Birkenhead MP Frank Field has delivered a strong attack against "toe-rag" mums and dads whose children, he fears, could never have a job.

Mr Field, who has been appointed by Prime Minister David Cameron to lead a review of poverty and life chances, wants teenagers to sit a new GCSE on parenting to avoid ending up like TV lowlifes Vicky Pollard and Shameless Frank Gallagher.

He fears thousands of children are doomed to a life on benefits because their parents were "toe-rags."

Lessons in parenting and life skills should become part of the national curriculum, he insisted.

He said: "Our nation has fallen out of love with the art of being good parents and we have to get back to that. There's a large group of families - about 800,000 - who run chaotic lives. they are the neighbours from hell. We still haven't really taken the gloves off to them."

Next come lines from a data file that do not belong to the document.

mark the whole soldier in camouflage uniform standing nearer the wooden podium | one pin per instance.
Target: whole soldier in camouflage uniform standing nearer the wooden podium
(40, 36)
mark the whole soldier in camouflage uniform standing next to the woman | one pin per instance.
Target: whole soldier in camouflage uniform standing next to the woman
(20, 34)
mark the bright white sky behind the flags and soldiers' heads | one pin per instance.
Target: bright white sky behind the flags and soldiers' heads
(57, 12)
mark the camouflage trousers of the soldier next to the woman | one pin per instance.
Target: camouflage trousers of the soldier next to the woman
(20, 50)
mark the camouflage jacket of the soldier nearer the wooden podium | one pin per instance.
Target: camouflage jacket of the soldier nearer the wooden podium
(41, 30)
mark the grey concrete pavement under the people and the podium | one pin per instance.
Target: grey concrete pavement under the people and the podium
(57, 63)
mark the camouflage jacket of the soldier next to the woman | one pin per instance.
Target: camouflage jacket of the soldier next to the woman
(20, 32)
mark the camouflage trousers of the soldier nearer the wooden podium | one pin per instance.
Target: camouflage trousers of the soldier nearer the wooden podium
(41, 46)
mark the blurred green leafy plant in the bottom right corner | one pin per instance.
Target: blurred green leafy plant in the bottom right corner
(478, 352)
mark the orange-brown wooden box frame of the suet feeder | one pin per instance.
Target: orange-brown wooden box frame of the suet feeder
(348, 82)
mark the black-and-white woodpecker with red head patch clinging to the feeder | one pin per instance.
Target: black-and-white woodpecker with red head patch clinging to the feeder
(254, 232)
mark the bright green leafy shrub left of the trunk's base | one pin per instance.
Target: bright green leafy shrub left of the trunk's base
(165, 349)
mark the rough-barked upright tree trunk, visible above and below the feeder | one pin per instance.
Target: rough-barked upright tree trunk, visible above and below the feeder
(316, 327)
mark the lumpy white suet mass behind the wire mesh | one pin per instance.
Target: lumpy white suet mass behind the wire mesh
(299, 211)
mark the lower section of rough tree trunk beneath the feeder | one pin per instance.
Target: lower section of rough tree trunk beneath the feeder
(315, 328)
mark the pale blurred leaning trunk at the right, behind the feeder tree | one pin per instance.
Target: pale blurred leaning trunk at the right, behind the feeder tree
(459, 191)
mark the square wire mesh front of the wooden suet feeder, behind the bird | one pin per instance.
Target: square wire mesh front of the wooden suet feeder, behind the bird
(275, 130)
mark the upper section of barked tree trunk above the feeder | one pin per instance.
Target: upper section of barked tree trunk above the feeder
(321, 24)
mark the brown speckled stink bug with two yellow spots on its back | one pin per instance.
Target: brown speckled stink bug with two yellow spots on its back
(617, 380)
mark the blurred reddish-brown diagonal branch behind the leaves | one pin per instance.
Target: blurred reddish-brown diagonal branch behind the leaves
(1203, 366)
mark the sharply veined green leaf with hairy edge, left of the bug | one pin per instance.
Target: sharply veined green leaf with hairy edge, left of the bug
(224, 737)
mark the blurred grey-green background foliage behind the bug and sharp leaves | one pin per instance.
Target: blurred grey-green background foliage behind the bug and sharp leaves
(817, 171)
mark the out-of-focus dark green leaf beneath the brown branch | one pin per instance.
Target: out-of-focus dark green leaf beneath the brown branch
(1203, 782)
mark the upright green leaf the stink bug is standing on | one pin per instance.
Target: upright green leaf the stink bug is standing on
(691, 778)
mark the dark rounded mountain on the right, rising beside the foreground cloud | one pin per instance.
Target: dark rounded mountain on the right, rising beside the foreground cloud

In his first report to Mr Cameron Mr Field warns that the PM would never crack Britain's welfare culture while the country produced poorly-educated children destined for failure from the day they were born. He suggested that a formal exam for 16-year-olds would help turn today's youth into "five-star parents" of the future.

Mr Field commented: "There's a genuine desire among young people to learn how to become good parents. Schools will want to teach this to boost their standing in the league tables. And there would be a wonderful knock-on effect for the rest of society."

And in a move designed to ensure good parenting for tots in the first months of their lives he is pressing for funding to be set aside for special lessons for mothers-to-be. Mr Field said he believed a child's life chances started to be determined from the day it was conceived.